What Bradbury’s model does is take both curves, put them in a blender, and come out with two curves that look exactly the same, peaking in the late 20s.
What I did was estimate an aging function using changes in player performances over time. It’s the same approach used in every single study of aging that I have ever seen. Human beings do differ in many respects; how much they differ when it comes to aging is a question that is difficult to study because of significant noise. So, the best we can do is to pull out the aging information from a large sample of players, which I did. It’s the exact same idea employed by the delta, mode, total value models that have previously been employed to measure aging. I’m just using a different estimator to pick up this effect, and it’s an estimator that allows me to control for many relevant outside factors that have previously not been taken into account. Some players peak early, others late: from this combined information I am estimating an average aging effect. If what I have done is inappropriate, then you have to throw out all previous studies on aging. We can’t say peak age is 27; we have to throw our hands and the air and say “who knows?”

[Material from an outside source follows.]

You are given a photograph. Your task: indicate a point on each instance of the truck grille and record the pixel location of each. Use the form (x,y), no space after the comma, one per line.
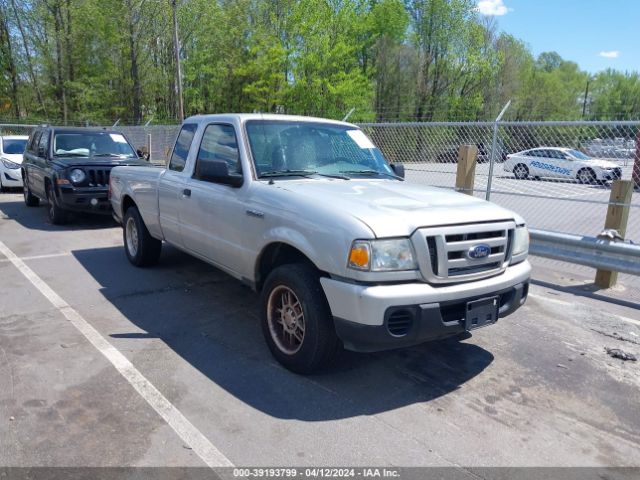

— He states that my estimates are in absolute numbers.
A consequence of the curves having the same shape is that declines are denominated in absolute numbers, rather than percentages of a player’s level. If the model says you lose 5 home runs between age X and age Y, then it assumes *everyone* loses 5 home runs, everyone from Barry Bonds to Juan Pierre — even if Juan Pierre didn’t have 5 home runs a year to lose!
That’s incorrect. I’m estimating home-run rates, not raw home runs. All other stats are estimated as rates except linear weights. This is stated in the paper.
UPDATE (12/11/2009): Phil Birnbaum replies. I have nothing more to offer, you are free to reach your own conclusions.